Der Tote hatte 30 Gulden bei sich getragen, damals also eine große Summe und vermutlich sein gesamtes Erntegeld. Nun kam der Tratsch über Catharina so richtig in Gang, denn sie wurde in der Nähe der Leiche gesehen – und die 30 Gulden waren weg. So kam es, dass ihr angehängt wurde, sie sei an dem Raub beteiligt gewesen oder gar selbst eine Diebin – und als solche bei Wasser und Brot in einen unbeheizten Turm in Langen gebracht wurde. Sie wurde auch der Zauberei verdächtigt, „nachdem sie landläuffiger weiß bezichtigt und beschreyet sey“.

Es war kalt, und Catharina wurde zunächst in einem Turm vier Tage lang vergeblich gefesselt und gefoltert. Denn sie gestand nicht. Dann blieb sie in der kalten Jahreszeit vier Monate im Gemeindehaus, also Rathaus, in Langen, bevor am 30. Oktober der Scharfrichter „Meister Ludwig“ aus Büdingen herbei zitiert wurde. In Langen werde ein Weibsbild gefangen gehalten, gegen die man mit der Tortur vorgehen wolle. Es sollte möglichst rasch ein Ergebnis vorliegen, weil der Scharfrichter Ludwig im Wirtshaus logierte und Kosten verursachte.

Keine Beweise

Das rief Catharinas Ehemann Joachim auf den Plan, und er reagierte. Er wandte sich mit der Bitte um die Freilassung seiner Frau an seinen Herren, den Grafen Wolfgang von Ysenburg-Büdingen. Der gab bei dem Frankfurter Stadtadvocat Niclas Burckardt ein Rechtsgutachten in Auftrag, laut dem dann keinerlei Indizien gegen Catharina vorlagen, die für eine Verurteilung ausreichten. Er verurteilte die Folter als unrechtmäßig.
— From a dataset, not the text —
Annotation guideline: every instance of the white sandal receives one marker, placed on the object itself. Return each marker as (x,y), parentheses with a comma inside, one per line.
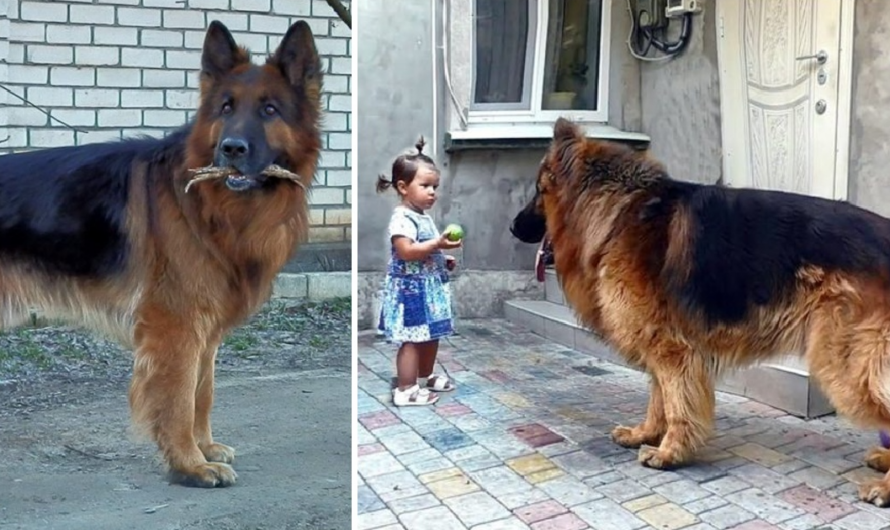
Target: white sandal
(439,383)
(413,396)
Es lägen keine Beweise wegen Zauberei gegen Catharina vor. Es handele sich um „unnütz geschrey und weiber schedigung“. Er empfahl Catharinas Freilassung und den Streit mit der „Urpfede“ beizulegen, um so den Rechtsfrieden wieder herzustellen. Das hätte sie dazu verpflichtet, die Verfahrenskosten zu tragen. Die taffe Frau tat einen Teufel. Sie leistete den Urfrieden nicht. Stattdessen forderte sie den Ysenburger Grafen Wolfgang als Landesherren in einem Brief auf, ihre Unschuld zu bestätigen. Darauf ließ er sich ein.

Mit seiner Antwort von nur einem einzigen Satz „Ist aus beweglichen Ursachen abgeschlagen worden“ enden die Dokumente, in denen Blaum für diese Geschichte recherchierte. Jedenfalls landete Catharina nicht auf dem Scheiterhaufen und konnte ihr Leben weiterhin genießen.

Der Kelsterbacher Hexenfall ist in die Historie der Grafschaft Ysenburg-Büdingen eingebettet, zu denen unter anderem Dreieich und Kelsterbach zählten. In Zweifelsfällen wandten sich Ankläger zur Klärung von Fällen an die juristische Fakultät in Frankfurt, wie bei Catharina. Während der Hexenverfolgung wurden einst 1722 Menschen hingerichtet. Catharinas Fall fiel glücklicherweise nicht in den Dreißigjährigen Krieg, sonst hätte sie wohl das gleiche Schicksal ereilt.